Tarragon The fresh spring growth of tarragon is always our favorite. Great in salad dressings.
Sage The plants recovered from the winter better than expected; though the branches died back, they’re put up an impressive flush of new growth anyway, so it is back on the option list.
Orange mint Excellent for tea, desserts, etc. Check out the post on using mint in beverages.
Kentucky colonel mint Excellent infused into a sugar syrup as a base for drinks, as well as for Middle Eastern & Mediterranean dishes.
Mint surprise If you want whatever variety is thriving at the moment, pick this. May include a couple of varieties that aren’t always abundant enough to offer by name (such as spearmint or chocolate mint).
Lemon balm Makes a nice tea, especially if combined with mint.
Sorrel Some of it is bolting, but we think there will be a few plants worthy of harvest.
From our pastured flock, fed organic grains and farm scraps, $6/dozen. Available for home/work delivery, or for pickup at our regular dropoff location. Order through the online survey.
We’ll be offering limited quantities of fresh raw goat milk this year, for direct delivery to home/work only. Our milk is NOT intended for raw consumption, but is an excellent ingredient for a wide variety of home culinary projects including cheese, yogurt, custard, cream sauces & soups, cajeta, ice cream, and so much more. Learn more about our raw milk sales policies here, and our dairy herd management here. All purchasers of raw milk must sign our purchase agreement. Milk will this year will be $7 per half-gallon jar, still cheaper than goat milk we’ve seen in stores (shipped in from California), for a far higher quality product.
We have had a few issues with emails from our domain being blocked by certain providers, particularly Gmail. Please ensure that our address is marked as a safe sender in your email account, or contact us if you think you haven’t been getting messages from us.
We’ve been very busy seeding, transplanting, managing the greenhouse, weeding, setting up trellises, laying out irrigation lines, juggling temperature swings, preparing to transplant summer items, eyeing multiple rounds of severe weather potential, setting up row cover for insect protection, scything lush growth in aisles, managing compost, and in all sorts of other ways staying extremely busy getting this large and complicated system underway for the year.

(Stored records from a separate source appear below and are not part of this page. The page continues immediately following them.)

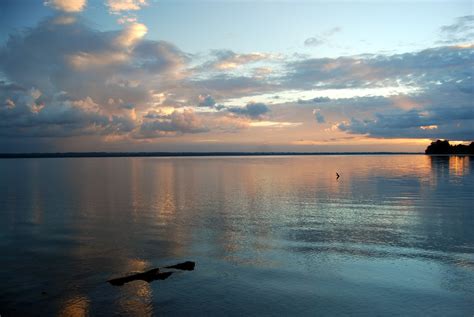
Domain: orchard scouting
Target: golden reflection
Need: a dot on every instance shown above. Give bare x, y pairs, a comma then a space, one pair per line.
137, 297
77, 306
458, 165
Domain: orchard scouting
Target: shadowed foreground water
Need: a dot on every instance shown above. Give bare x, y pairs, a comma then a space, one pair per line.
270, 235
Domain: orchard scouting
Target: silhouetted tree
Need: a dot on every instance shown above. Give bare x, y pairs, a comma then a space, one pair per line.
443, 147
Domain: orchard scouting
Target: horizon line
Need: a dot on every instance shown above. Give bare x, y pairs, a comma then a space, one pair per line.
186, 154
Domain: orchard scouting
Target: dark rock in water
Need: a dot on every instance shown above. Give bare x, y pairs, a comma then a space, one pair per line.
147, 276
185, 266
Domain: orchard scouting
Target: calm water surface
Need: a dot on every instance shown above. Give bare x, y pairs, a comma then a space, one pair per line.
270, 235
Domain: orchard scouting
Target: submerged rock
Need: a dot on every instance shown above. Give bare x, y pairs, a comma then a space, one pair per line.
147, 276
185, 266
153, 274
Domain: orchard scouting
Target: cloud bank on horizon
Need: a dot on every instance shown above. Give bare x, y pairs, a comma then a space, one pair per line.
66, 79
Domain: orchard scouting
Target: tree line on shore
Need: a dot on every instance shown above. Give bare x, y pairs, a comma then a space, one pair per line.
443, 147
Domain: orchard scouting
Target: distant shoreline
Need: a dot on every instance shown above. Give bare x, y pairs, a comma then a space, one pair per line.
187, 154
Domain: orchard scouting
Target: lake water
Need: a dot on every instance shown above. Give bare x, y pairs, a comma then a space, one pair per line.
394, 235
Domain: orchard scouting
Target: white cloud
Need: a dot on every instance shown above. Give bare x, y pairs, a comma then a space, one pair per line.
117, 6
67, 5
131, 34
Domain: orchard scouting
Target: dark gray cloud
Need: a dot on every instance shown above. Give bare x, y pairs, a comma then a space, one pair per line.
319, 116
410, 69
83, 62
251, 110
177, 122
447, 112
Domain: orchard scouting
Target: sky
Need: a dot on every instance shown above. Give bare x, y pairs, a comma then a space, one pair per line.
249, 75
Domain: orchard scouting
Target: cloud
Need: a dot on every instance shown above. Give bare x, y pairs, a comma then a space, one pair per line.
70, 6
462, 30
318, 116
322, 38
178, 122
116, 6
131, 34
226, 59
251, 110
447, 112
206, 101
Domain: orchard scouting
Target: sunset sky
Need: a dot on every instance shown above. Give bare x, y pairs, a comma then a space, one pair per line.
184, 75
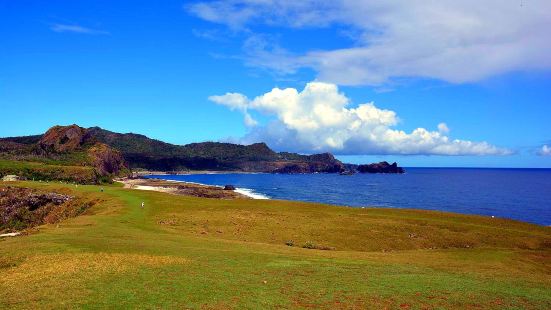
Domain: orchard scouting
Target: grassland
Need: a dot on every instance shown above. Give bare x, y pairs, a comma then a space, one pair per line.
188, 252
47, 171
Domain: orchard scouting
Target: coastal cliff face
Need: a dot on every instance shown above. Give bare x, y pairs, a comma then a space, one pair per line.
65, 146
142, 152
111, 154
382, 167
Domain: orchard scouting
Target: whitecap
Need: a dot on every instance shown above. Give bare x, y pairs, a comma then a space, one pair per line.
250, 193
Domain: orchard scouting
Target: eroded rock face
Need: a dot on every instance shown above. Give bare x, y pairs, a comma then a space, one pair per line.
22, 208
382, 167
106, 160
63, 138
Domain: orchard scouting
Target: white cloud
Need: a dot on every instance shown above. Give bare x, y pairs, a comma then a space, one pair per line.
454, 41
545, 151
75, 29
236, 101
319, 118
443, 128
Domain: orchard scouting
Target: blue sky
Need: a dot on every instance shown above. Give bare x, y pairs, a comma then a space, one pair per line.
150, 68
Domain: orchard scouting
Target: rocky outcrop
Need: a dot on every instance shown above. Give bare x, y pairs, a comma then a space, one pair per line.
21, 208
61, 139
110, 153
106, 160
382, 167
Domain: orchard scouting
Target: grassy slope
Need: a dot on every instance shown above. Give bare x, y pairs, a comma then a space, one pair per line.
202, 253
48, 171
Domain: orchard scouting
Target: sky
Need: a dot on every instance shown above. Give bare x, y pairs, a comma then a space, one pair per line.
424, 83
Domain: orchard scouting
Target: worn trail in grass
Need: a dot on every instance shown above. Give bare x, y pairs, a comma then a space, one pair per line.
205, 253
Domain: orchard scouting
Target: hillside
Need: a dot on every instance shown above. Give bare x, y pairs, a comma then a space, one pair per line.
142, 152
67, 153
197, 253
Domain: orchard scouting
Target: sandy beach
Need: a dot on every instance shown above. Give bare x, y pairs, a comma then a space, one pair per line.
183, 188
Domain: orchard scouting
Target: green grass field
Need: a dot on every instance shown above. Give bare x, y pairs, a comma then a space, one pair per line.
185, 252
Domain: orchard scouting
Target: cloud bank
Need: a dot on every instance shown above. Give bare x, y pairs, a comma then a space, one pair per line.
449, 40
319, 118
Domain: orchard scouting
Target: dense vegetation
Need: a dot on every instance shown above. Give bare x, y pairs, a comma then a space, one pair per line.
187, 252
139, 151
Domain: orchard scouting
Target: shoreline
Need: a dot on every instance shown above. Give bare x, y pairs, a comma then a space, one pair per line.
191, 172
189, 188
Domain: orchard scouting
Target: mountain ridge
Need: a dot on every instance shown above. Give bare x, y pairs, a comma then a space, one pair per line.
111, 152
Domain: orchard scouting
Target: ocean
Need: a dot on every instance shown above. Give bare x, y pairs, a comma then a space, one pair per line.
520, 194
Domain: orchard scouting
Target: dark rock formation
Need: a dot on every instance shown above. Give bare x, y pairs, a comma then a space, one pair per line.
22, 208
106, 160
61, 139
382, 167
111, 153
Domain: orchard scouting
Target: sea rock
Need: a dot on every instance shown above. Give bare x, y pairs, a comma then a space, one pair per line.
382, 167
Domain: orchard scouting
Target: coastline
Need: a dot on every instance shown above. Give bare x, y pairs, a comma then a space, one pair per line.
188, 188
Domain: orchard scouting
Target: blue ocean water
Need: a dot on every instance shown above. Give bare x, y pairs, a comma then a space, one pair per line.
521, 194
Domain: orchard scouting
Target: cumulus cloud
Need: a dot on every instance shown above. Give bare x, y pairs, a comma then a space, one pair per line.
443, 128
320, 118
454, 41
545, 151
76, 29
238, 102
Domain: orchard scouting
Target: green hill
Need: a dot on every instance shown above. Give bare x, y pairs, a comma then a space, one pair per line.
197, 253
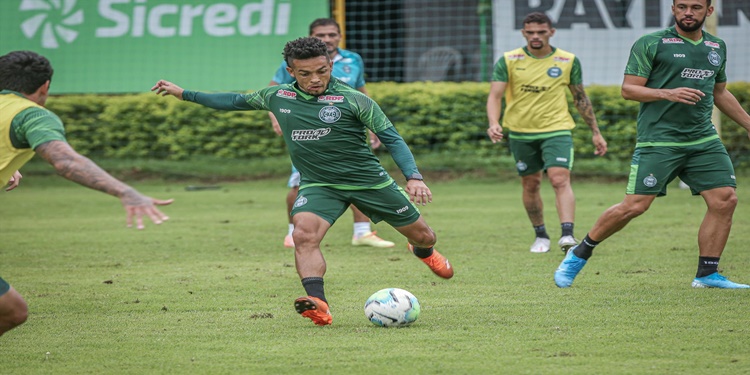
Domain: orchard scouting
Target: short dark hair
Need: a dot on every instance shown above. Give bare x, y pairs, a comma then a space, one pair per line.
24, 71
538, 17
324, 22
304, 48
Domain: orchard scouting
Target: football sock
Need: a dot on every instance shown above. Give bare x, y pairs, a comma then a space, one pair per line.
541, 231
314, 287
707, 266
423, 252
360, 229
585, 248
567, 229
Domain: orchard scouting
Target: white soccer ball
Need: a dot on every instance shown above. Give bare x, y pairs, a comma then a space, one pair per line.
392, 307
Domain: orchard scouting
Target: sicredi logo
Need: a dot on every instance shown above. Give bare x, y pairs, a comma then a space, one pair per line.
54, 20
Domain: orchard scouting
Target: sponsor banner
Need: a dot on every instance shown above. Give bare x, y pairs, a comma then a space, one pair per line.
601, 32
124, 46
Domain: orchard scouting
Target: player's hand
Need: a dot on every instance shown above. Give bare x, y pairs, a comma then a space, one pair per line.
495, 131
418, 192
600, 144
685, 95
165, 88
14, 181
137, 206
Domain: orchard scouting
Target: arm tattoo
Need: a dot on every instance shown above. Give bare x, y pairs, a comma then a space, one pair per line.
583, 104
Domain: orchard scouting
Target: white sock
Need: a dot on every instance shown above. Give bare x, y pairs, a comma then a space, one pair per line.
360, 229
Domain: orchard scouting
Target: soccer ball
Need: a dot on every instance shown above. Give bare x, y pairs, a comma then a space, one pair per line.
392, 307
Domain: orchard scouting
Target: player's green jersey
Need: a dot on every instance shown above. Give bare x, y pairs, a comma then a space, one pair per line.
535, 95
326, 134
670, 61
24, 125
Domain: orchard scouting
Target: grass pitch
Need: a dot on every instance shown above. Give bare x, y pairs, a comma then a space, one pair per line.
211, 290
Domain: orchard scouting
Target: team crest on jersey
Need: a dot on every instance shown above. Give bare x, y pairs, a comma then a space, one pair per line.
711, 44
672, 41
329, 114
331, 98
309, 135
650, 181
714, 58
286, 94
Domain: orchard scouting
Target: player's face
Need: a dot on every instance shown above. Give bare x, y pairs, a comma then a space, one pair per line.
689, 15
537, 35
329, 35
312, 74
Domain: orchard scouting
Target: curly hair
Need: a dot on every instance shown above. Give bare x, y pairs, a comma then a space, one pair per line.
24, 71
304, 48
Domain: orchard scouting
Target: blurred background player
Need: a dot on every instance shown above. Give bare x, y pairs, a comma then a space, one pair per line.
26, 129
540, 124
349, 68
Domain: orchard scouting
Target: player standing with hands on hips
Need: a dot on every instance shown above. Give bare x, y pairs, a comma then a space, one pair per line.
540, 124
323, 121
349, 68
678, 75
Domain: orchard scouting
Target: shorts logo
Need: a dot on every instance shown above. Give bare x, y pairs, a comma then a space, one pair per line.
650, 181
329, 114
714, 58
309, 135
301, 201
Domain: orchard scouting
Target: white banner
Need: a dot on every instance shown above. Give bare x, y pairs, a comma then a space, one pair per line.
601, 32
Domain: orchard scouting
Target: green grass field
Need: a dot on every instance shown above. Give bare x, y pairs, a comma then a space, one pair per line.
211, 290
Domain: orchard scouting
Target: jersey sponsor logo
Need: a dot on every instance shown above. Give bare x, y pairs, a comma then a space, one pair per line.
714, 58
690, 73
329, 114
711, 44
650, 181
533, 88
331, 98
672, 41
286, 94
310, 134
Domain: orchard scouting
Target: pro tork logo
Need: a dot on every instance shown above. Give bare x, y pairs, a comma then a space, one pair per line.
51, 21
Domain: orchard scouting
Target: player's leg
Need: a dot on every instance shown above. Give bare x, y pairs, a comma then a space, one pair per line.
363, 234
315, 210
13, 308
709, 172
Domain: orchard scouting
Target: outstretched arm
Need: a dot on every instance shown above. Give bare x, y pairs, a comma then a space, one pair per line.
82, 170
586, 110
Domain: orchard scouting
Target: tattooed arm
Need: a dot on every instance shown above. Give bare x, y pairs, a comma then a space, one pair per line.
583, 105
82, 170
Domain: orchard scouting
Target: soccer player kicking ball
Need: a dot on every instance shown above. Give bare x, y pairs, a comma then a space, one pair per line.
323, 121
677, 74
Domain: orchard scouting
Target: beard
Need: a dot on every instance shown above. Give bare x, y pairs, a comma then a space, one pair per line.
697, 25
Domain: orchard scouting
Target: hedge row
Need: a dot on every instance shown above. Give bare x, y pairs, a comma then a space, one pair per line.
442, 117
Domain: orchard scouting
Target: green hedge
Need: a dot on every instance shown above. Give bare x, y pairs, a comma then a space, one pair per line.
432, 117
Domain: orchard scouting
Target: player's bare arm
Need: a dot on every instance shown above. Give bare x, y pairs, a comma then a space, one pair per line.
634, 88
728, 104
586, 110
82, 170
494, 108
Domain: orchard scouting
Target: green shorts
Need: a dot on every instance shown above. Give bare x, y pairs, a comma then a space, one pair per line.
390, 203
536, 152
4, 286
702, 166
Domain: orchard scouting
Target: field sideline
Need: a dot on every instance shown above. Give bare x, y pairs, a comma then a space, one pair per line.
211, 290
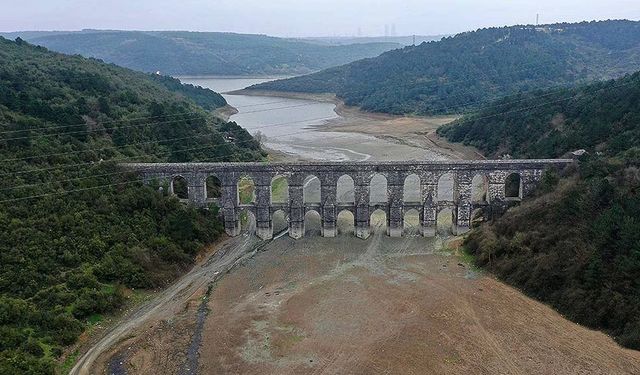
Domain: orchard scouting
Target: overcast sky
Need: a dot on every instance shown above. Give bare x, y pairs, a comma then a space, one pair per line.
303, 17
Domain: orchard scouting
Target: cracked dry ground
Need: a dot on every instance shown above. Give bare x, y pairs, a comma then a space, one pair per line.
342, 305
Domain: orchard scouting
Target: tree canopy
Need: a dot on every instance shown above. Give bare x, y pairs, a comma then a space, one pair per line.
462, 73
77, 234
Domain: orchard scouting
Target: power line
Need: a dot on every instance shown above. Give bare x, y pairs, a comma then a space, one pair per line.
299, 132
130, 119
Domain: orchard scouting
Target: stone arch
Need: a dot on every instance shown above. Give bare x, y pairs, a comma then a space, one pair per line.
345, 190
477, 217
445, 221
445, 187
213, 188
280, 221
312, 190
179, 187
246, 190
412, 222
247, 221
480, 189
280, 190
412, 190
312, 223
378, 192
513, 186
379, 221
345, 222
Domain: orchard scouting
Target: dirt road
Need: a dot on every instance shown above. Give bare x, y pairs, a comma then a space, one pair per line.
385, 305
169, 303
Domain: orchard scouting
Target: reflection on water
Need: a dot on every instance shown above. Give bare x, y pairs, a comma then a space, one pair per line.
288, 125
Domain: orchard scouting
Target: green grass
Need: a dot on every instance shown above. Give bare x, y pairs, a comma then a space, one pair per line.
66, 366
467, 258
94, 319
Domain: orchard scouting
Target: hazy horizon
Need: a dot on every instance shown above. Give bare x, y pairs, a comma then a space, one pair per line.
315, 18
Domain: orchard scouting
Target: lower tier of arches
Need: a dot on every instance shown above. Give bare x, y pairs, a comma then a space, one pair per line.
362, 222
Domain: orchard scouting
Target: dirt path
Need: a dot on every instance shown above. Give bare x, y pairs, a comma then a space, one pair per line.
169, 303
334, 306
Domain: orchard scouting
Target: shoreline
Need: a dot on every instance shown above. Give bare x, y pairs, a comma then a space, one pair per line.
414, 131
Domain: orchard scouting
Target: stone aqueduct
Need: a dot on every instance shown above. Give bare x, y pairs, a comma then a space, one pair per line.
494, 173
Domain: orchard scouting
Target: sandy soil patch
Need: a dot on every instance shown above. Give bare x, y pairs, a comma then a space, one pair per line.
414, 131
336, 306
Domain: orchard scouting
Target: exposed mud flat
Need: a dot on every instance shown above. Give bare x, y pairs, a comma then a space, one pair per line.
384, 305
358, 135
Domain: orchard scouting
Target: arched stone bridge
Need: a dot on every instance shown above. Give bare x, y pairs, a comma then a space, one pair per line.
428, 201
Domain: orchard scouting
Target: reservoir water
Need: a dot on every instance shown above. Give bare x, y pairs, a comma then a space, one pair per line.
291, 126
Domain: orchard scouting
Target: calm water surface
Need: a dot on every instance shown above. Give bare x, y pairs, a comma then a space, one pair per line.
289, 124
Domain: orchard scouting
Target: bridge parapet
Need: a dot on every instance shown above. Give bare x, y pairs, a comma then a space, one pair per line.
493, 173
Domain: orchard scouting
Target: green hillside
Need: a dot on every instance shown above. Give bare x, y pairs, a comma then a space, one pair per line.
463, 72
576, 245
599, 117
77, 235
195, 53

We’re quite looking forward to some of the results finally heading out to members on a regular basis!
HOEDOWN PART II
We’re going to try the Hoedown event again this coming Saturday, giving members another chance to take part and help your farmers get through an important task. All the details in last week’s post will be the same, except the date (5/17). Even if you’re not up for the hoeing part, come out and see us to enjoy the music & setting.